Llegó a una clínica de cristales azules. Saludó al portero modulando con
alguna dificultad sus palabras. Subió al 5to piso y llegó a la sala de
quimioterapia. Más de lo mismo, una inyección con un líquido corrosivo que le
quemaba hasta el alma. Pensó en las semanas que vendrían y las variaciones
emocionales que esto le traería.
Salió debilitado y con un poco de sorpresa y fastidio, se dio cuenta que
don Gerardo, el taxista, no estaba afuera, listo para recogerlo. Entonces
recordó que mientras sonaba esa canción espantosa que los conductores suelen
poner para aminorar la miseria de sus vidas, le recomendó que lo llamara media
hora antes de terminada la terapia. Y no lo hizo.
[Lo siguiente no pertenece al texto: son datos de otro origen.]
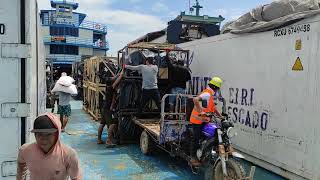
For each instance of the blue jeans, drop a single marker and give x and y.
(177, 90)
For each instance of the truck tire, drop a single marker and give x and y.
(234, 169)
(146, 143)
(128, 129)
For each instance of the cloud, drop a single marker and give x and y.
(159, 7)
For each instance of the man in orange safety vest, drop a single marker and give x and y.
(198, 121)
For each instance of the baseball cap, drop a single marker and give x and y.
(43, 124)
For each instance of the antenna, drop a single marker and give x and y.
(197, 7)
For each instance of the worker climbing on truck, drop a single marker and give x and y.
(150, 89)
(108, 109)
(198, 121)
(179, 75)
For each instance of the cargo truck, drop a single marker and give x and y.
(272, 89)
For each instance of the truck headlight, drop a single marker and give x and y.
(231, 132)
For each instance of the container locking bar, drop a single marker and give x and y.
(15, 50)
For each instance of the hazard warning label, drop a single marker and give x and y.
(297, 65)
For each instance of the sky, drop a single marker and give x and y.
(128, 20)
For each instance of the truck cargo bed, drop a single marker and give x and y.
(151, 125)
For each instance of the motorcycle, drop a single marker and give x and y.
(217, 151)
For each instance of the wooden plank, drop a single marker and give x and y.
(151, 125)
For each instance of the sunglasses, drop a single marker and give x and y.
(44, 135)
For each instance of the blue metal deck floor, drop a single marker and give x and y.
(125, 162)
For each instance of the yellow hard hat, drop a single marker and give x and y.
(216, 81)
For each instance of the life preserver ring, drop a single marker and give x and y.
(97, 26)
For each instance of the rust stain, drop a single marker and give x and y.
(121, 167)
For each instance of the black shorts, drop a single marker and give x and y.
(106, 117)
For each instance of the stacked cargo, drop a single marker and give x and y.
(96, 69)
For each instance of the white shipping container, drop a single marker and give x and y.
(22, 78)
(272, 88)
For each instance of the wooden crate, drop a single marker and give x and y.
(93, 89)
(92, 68)
(93, 98)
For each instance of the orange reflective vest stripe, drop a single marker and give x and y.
(195, 118)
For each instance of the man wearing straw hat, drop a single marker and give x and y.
(48, 157)
(65, 89)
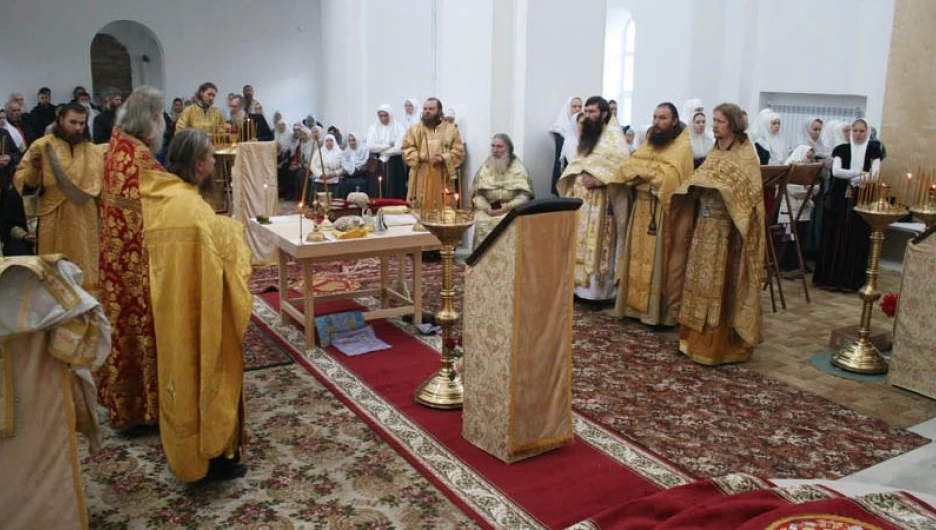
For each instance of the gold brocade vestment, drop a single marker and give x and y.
(66, 226)
(596, 238)
(650, 176)
(717, 252)
(199, 268)
(419, 145)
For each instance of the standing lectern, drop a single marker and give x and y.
(518, 332)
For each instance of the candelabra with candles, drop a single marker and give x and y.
(441, 212)
(880, 201)
(922, 197)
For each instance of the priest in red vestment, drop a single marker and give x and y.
(127, 382)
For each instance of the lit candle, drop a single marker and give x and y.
(301, 215)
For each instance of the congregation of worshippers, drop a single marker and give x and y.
(671, 230)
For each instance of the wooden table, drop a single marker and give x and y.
(397, 241)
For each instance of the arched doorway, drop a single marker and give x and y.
(110, 66)
(125, 54)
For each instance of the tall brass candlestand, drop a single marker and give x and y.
(926, 215)
(861, 356)
(444, 390)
Volteó su rostro con dificultad y vio uno de los cafés más tranquilos y
amplios de la ciudad en el barrio Los Nogales. Caminó unos metros, corriendo el
riesgo de desparramarse en cualquier segundo y preocupar a su familia. Amó la
brisa sobre su cabello, la autonomía de recorrer un andén sin importar que
fuera con un bastón, el sol delicado de la tarde bogotana reflejándose en su
rostro, cinco acentos del castellano distintos en la esquina donde vendían
empanadas y el sonido de las hojas crujían sobre sus zapatos.
Pidió un café oscuro y se sentó a mirar a los transeúntes a través de sus
gafas negras estilo rococó. Las tablas, las mesas y la alegría de los que
bebían, le hacían olvidar todo. Volteó su mirada y un sujeto a unos
centímetros, le miraba entre pasmado y molesto. No supo qué decirle. Pero el hombre
con ojos de faisán se le adelantó.
-Si querías sentarte, pudiste haberme preguntado- dijo el faisán.
-Lo, lo… Siento. Vi la mesa desocupada. Tú no te sentaste primero-
respondió Santiago.
Pensó en contarle de su enfermedad. De la manera en que afecta el cerebro y
cómo a veces se pierde el sentido de la ubicuidad. Se levantaría y tomaría un
taxi, pero el ave de rapiña se le adelantó.
-¿Dónde compraste las gafas?- le preguntó.
-En Cherry Nights, a un… a unas cuadras de aquí- le respondió Santiago.
-Quisiera unas como las de Wong Kar Wai, redondas y oscuras. Como las de sus
protagonistas en Chunking Express o como las de la aliada del asesino en Fallen
Angels-.
Pensó en preguntarle quién era Kar Wai pero nuevamente se adelantó. Tenía
un rostro fresco y se frotaba las manos con cierto nerviosismo y seguridad. Era
una mezcla curiosa.
-¿Sabías que Moonlight inspiró las escenas de movimiento y los encuadres en
espacios encerrados en Kar Wai?- Le volvió a decir.
A punta de preguntas tontas lo fue arrastrando por las calles de El Nogal.
A pesar de los carros, se oían y se observaban los dos con claridad. Nunca lo
dejó responder las preguntas personales. Era intuitivo y se respondía a sí
mismo.
-Tu segundo nombre es el de tu papá ¿cierto? Lo sabía, quizás tengas mucho
de él sin darte cuenta-.
Caminaba rápido y el muy desconsiderado lo dejó relegado media cuadra. Y a
la distancia le dijo flojo, se devolvió y casi a rastras lo hizo subir la
empinada calle que para alguien como él, ahora parecía el Tibet.
Llegaron a su apartamento. Y siguió hablando. A veces hacía silencio y
luego volvía a hablar sin parar. Quizás llevaba días sin nadie que lo
escuchara. Nunca miró la cicatriz en su cabeza, ni la asimetría de su rostro. Terminaron
desnudos en la cama. No supo cómo pudo hacer el amor, sudar y repetir. Fingió
que nada pasaba cuando perdía el equilibrio o le dolía la cabeza y eyaculó.
Recordó una frase pero no quién la dijo y la pronunció mientras su amante
dormía profundo: “Divina juventud, aun no te vayas”.